Yesterday, December 2, Mauritania’s Minister of the Interior Muhammad Salim Ould Marzuk announced an initial 10-day closure of schools in the country amid concerns about a looming second wave of COVID-19 cases. Other measures include a reduction of personnel in government offices, and a more intensive schedule – meeting every 48 hours – for the ministerial committee charged with tracking the pandemic. Also on December 2, the Health Ministry announced that there had been 153 confirmed cases and 2 deaths during the previous 24 hours.
Per Google’s results, the first peak of COVID-19 in Mauritania came on June 24 with 227 cases in one day. Even by July, the country was mostly out of triple digits, and it was only recently that the numbers began to spike again.

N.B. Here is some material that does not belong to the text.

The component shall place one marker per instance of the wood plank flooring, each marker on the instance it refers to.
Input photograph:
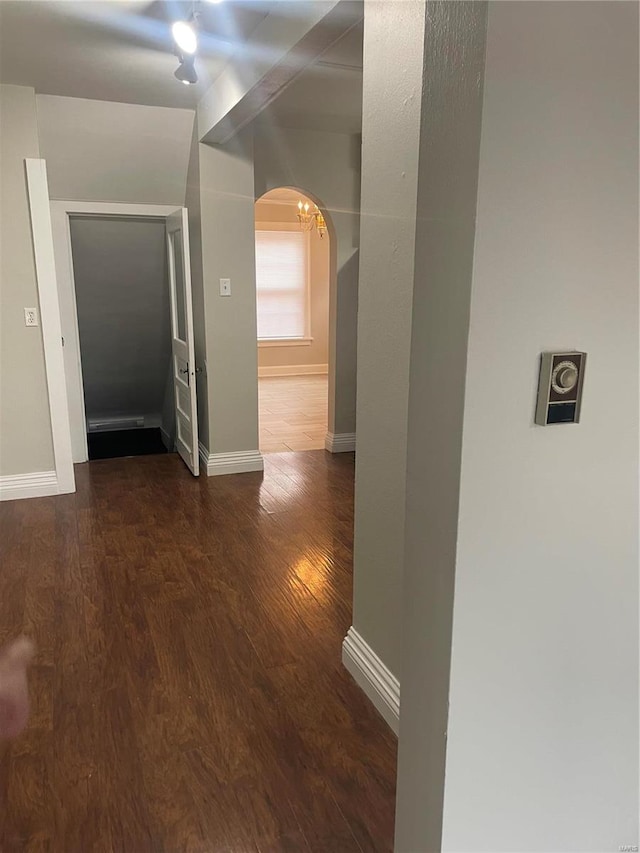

The first lockdown, which ended around July, had significant effects on mobility and the economy. The government provided support and covered some expenses for some of the most vulnerable households in the country, and NGOs stepped in as well, but many households were forced into debt as pastoralism and other sectors suffered. This article, from early November, gives a stark portrait of the pandemic’s secondary effects in the Assaba region of southern Mauritania. I’m pro-lockdown, of course, but one can be pro-lockdown and also worry about all these secondary impacts. With that said, the government’s approach to this nascent second lockdown seems to be sober and, more important, fairly clear and straightforward.
With 181 dead in an epidemic, a country going into lockdown makes sense?
It is unprecedented, and hugely harmful esp to all countries in Africa, which with a few exceptions have been very lightly hit by covid. Never in an epidemic has restricting the movement of healthy people been seen as a working idea.
The measures taken are more harmful than the virus itself by a factor of at least 100.